Typically, the chicken-of-the-woods grows on tree stumps and burned trees. It can grow high on the stump, or right at ground level. Though it can appear on many types of trees, in our area, it is most common on eucalyptus and carob tree. We cut off some of the  most-tender sections. The portion of the layer closest to the tree will be the most tough and less desirable for food.

This one has to be prepared properly or it causes vomiting.  I cut the chicken of the woods into strips, or bite-size pieces, and then put it into a pan and cover it with water.  I bring it to a hard boil for at least 5 minutes. I pour off this water, and repeat the hard boiling. Some people do not seem to need to do this, but a large percentage of people who eat this will vomit if they do not do the double-boiling. We then sautéed the pieces and everyone found them delicious.

 

CAVEAT

Mycology is a Science, and it requires a substantial amount of study and field work to be able to collect wild mushrooms and eat them without getting sick or dying.  Case in point, in early September, two members of an Italian family died from eating the extremely deadly Amanita phalloides mushroom, and other members of the family were hospitalized in serious condition.

This species is found world-wide; I’ve found them growing in the cemetary in Altadena!
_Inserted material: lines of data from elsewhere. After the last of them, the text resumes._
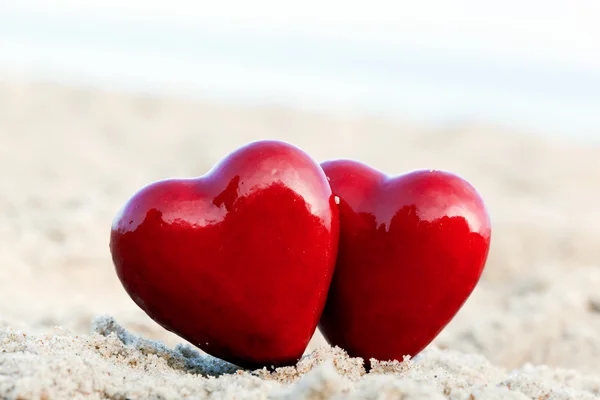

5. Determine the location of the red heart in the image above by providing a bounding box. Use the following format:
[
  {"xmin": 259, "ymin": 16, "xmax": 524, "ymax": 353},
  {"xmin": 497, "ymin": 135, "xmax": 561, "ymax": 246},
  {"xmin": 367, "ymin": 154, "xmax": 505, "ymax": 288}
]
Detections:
[
  {"xmin": 320, "ymin": 161, "xmax": 491, "ymax": 360},
  {"xmin": 110, "ymin": 141, "xmax": 339, "ymax": 368}
]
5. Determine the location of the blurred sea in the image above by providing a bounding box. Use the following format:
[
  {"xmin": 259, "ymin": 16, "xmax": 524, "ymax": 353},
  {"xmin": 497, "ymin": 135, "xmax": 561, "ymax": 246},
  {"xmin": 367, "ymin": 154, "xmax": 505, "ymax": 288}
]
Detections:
[{"xmin": 0, "ymin": 3, "xmax": 600, "ymax": 142}]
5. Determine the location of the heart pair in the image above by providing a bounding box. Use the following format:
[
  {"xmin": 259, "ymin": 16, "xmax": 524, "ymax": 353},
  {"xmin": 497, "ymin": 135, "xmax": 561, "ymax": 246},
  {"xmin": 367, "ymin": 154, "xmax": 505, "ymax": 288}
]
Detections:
[{"xmin": 110, "ymin": 141, "xmax": 490, "ymax": 368}]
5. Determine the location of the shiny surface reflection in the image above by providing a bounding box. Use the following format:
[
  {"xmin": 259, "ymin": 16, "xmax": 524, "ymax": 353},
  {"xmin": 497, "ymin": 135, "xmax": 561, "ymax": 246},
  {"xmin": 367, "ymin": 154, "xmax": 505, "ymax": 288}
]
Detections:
[
  {"xmin": 110, "ymin": 142, "xmax": 339, "ymax": 368},
  {"xmin": 321, "ymin": 161, "xmax": 491, "ymax": 360}
]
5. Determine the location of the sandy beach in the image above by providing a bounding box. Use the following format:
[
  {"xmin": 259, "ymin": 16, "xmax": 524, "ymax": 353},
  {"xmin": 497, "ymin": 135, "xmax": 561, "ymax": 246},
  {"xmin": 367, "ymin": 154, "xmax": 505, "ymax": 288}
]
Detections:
[{"xmin": 0, "ymin": 80, "xmax": 600, "ymax": 399}]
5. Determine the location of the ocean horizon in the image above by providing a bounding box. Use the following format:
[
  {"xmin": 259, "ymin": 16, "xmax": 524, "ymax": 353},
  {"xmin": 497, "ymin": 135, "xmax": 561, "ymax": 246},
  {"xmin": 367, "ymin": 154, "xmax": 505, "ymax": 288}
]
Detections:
[{"xmin": 0, "ymin": 3, "xmax": 600, "ymax": 141}]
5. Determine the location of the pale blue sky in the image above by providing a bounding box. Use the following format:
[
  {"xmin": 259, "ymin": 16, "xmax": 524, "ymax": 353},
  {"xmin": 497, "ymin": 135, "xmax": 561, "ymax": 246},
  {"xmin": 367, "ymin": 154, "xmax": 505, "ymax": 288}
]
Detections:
[{"xmin": 0, "ymin": 0, "xmax": 600, "ymax": 140}]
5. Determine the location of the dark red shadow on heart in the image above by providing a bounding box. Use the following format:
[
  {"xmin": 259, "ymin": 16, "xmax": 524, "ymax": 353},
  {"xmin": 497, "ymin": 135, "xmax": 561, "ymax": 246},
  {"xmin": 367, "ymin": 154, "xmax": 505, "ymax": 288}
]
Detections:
[
  {"xmin": 320, "ymin": 161, "xmax": 490, "ymax": 361},
  {"xmin": 111, "ymin": 141, "xmax": 338, "ymax": 368}
]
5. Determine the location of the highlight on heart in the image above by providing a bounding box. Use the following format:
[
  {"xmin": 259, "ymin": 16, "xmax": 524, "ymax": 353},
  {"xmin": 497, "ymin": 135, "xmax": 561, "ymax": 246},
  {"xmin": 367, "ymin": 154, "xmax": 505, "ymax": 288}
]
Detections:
[
  {"xmin": 110, "ymin": 141, "xmax": 491, "ymax": 368},
  {"xmin": 0, "ymin": 16, "xmax": 600, "ymax": 400}
]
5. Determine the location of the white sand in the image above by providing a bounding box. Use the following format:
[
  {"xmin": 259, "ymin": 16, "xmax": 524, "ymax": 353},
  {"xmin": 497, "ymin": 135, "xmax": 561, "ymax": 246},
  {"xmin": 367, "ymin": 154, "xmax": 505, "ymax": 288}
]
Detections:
[{"xmin": 0, "ymin": 79, "xmax": 600, "ymax": 399}]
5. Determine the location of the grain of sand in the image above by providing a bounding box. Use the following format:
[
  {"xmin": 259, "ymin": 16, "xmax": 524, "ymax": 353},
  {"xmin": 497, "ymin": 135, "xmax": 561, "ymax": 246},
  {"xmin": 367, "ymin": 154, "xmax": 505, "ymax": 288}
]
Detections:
[{"xmin": 0, "ymin": 81, "xmax": 600, "ymax": 399}]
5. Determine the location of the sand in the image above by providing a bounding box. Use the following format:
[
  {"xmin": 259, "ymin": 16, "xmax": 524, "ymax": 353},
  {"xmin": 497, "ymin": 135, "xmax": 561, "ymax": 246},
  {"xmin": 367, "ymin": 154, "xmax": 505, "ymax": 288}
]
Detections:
[{"xmin": 0, "ymin": 79, "xmax": 600, "ymax": 399}]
And in March of 2009, life-long mushroom hunter Angelo Crippa collected some mushrooms in the hills above Santa Barbara, California. He sautéed them, and ate them, and told his wife they were delicious. Unfortunately, rather than an edible species, he collected a close-lookalike, Amanita ocreata, which is deadly. Even with hospital treatment, he died in 7 days.

I often have told my students that they should avoid eating any wild mushrooms if they do not devote considerable time to studying mushrooms, and learning how to positively identify different genera and species.

Despite the obstacles, thousands of people collect wild mushrooms throughout the United States on a regular basis. Many — such as myself – began the pursuit of mycology by joining a local mushroom group which conducts regular field trips.  By learning about mushrooms in a class, and going on field trips with a group of experienced mycologists, you’ll learn a lot quicker than reading books and looking at Youtube.